Jean JAUNIAUX, Le jugement des glaces, M.E.O., 2024, 176 p., 19 € / ePub : 11,99 €, ISBN : 9782807004559
Depuis la parution de son premier recueil de nouvelles, Le pavillon des douanes (2006), Jean Jauniaux trace souvent son chemin dans le sable de la côte belge, avec une prédilection pour Saint-Idesbald, la station balnéaire où Paul Delvaux avait élu domicile. Si l’essentiel de son nouveau roman s’y déroule, c’est à Bruxelles qu’il débute, au bord du canal. C’est là que Barthélémy, enseignant de son état, vient trouver la paix lorsqu’il quitte à bout de souffle ses élèves et qu’il pose le regard sur les quelques bateaux qui y sont amarrés. Donner cours lui pèse désormais, à tel point qu’il se surprend à détester les jeunes qui sont en face de lui et qui lui donnent envie de s’enfuir vers d’autres horizons.
Depuis quelques temps, il a repéré un bateau, le Liberty et il vérifie à chaque fois que l’affiche À Vendre y est toujours bien apposée. Sur les quais bruxellois, il se lie aussi d’amitié avec Zanzibar, ancien marin sans bâtiment, qui lui parle de son parcours de débrouille à Bruxelles. De quoi donner matière à Barthélémy pour finaliser le guide qu’il rédige sur base de ses propres errances nocturnes d’insomniaque.
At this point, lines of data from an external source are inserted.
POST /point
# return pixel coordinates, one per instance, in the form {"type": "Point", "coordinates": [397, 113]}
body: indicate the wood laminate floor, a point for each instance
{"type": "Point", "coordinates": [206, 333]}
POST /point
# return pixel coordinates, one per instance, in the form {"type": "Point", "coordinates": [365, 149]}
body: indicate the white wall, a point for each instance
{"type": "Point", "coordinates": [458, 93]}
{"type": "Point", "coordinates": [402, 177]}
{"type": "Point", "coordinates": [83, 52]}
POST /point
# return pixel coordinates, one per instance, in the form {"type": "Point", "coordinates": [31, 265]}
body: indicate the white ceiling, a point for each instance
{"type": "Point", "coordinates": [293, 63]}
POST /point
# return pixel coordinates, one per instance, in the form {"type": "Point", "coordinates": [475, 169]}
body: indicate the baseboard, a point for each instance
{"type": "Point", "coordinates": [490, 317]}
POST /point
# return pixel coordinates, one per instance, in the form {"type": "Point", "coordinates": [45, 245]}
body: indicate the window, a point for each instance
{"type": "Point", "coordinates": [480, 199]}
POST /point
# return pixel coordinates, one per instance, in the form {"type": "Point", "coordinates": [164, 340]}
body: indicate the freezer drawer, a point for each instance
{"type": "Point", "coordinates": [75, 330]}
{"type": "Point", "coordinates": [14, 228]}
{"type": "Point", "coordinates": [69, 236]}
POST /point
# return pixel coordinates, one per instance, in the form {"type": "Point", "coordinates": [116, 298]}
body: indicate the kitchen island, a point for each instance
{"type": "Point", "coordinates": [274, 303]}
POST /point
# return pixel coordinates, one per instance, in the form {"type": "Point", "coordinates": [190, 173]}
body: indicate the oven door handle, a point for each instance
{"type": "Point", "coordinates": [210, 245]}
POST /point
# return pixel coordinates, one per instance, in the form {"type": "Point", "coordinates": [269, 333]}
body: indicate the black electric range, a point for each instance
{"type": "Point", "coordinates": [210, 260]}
Le succès du livre une fois publié lui permet de quitter l’enseignement, d’acheter le Liberty et d’en confier la rénovation à Zanzibar. Et surtout de réaliser son rêve : s’installer sur la côte belge à Saint-Idesbald. En faisant les démarches pour la rénovation d’une villa à l’abandon, il fait la connaissance de Van Drogenbos, juriste au service communal de l’urbanisme qui s’est spécialisé dans la résistance aux projets immobiliers qui profanent le littoral. Alors qu’il s’apprête à se poser dans sa nouvelle demeure pour reprendre ses travaux d’écriture, une rencontre va faire basculer sa vie. Nous sommes à l’époque de l’évacuation de force du camp de Sangatte et il croise sur la plage un groupe de Tchétchènes sans papiers. La côte étant riche en bâtiments inoccupés durant l’hiver, il les installe dans un sous-sol à l’abri des regards. C’est là aussi le début d’une autre belle amitié nourrie d’entraide et de confiance. Avec eux, Barthélémy retrouve une joie de vivre et le plaisir d’enseigner lorsqu’il investit un hôtel abandonné et qu’il y ouvre une classe pour ses nouveaux amis. Après tout, l’Angleterre où ils rêvent de s’installer n’est pas très loin et le Liberty pourrait bien faire l’affaire ….
On l’aura compris, Jean Jauniaux fait la part belle à la fraternité et à la solidarité dans cette fable moderne qui tourne le dos au désenchantement ambiant. Il y a dans ces pages une forme d’allégresse qui s’assume et qui sonne juste. On se prend d’amitié pour les naufragés et leur volonté d’affronter les aléas de la vie en prenant appui les uns sur les autres. Dans cette galerie de portraits, on croise des personnages chers à l’auteur, celui de l’écrivain, bien sûr, mais aussi du sans-abri et du sans-papier, et, plus globalement, de ceux qui se trouvent en lisière du la société pour des raisons diverses. Et Le jugement des glaces me direz-vous ? La clé de ce titre énigmatique vous sera donnée et, avec elle, la preuve ultime du plaisir et de la force que l’on peut trouver à nager ensemble à contre-courant.